Food has long been a source of fascination as well as a tool of her trade. It’s both material and subject, connecting her work across forms as diverse as wallpaper prints, cookbook collages, edible sculptures, and live dining events. Just as food can provoke a strange mix of responses in us, from disgust to desire, Willing’s creations prompt us to confront the complexity of our relationship with what we consume and why it so often ends up on our minds as well as our plates. Willing is also interested in the sensory qualities of food and its ability to provoke participation. As Elizabeth states:
“I have always held strong views about the ethics of consumption – I was vegetarian for much of my teens and twenties. I also grew up in a household with some complex relationships to food that I was sensitive to. I think I came away with a strong sense that eating was deeply linked to psychology and mental health. It might be that my constant return to food is a way to make sense of all that – but I’ve also discovered a deep love of researching food and dining.”
For her exhibition at Wangaratta Art Gallery, Willing will be investigating the food of our region, and the wine, including the familial and historical connections to agriculture and viticulture. She will be visiting wineries and food producers in the King Valley and using her research to develop a suite of new works that respond directly to the context and uniqueness of our food and wine producing region.
While in the region, the artist will be staying at the Mécène Residency in Beechworth, thanks to the generosity of owners who are keen supporters of the arts.

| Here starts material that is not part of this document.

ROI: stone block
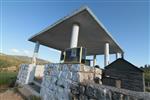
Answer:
[94,68,102,74]
[58,71,69,79]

Rachel Arndt, Wangaratta Art Gallery Director, said of the artist residency:
“We’re delighted to have an artist of Elizabeth’s calibre in residence. Elizabeth will be able to immerse herself in the particularities of Wangaratta and the region, its unique food and wine history and develop new work that captures this essence.
As an artist that works across food, sculpture, installation and textiles, there are so many synergies and I’m confident that her work will resonate with local audiences and visitors alike.” She said.
Elizabeth Willing’s exhibition will be presented at Wangaratta Art Gallery from 1 February - 30 March 2025.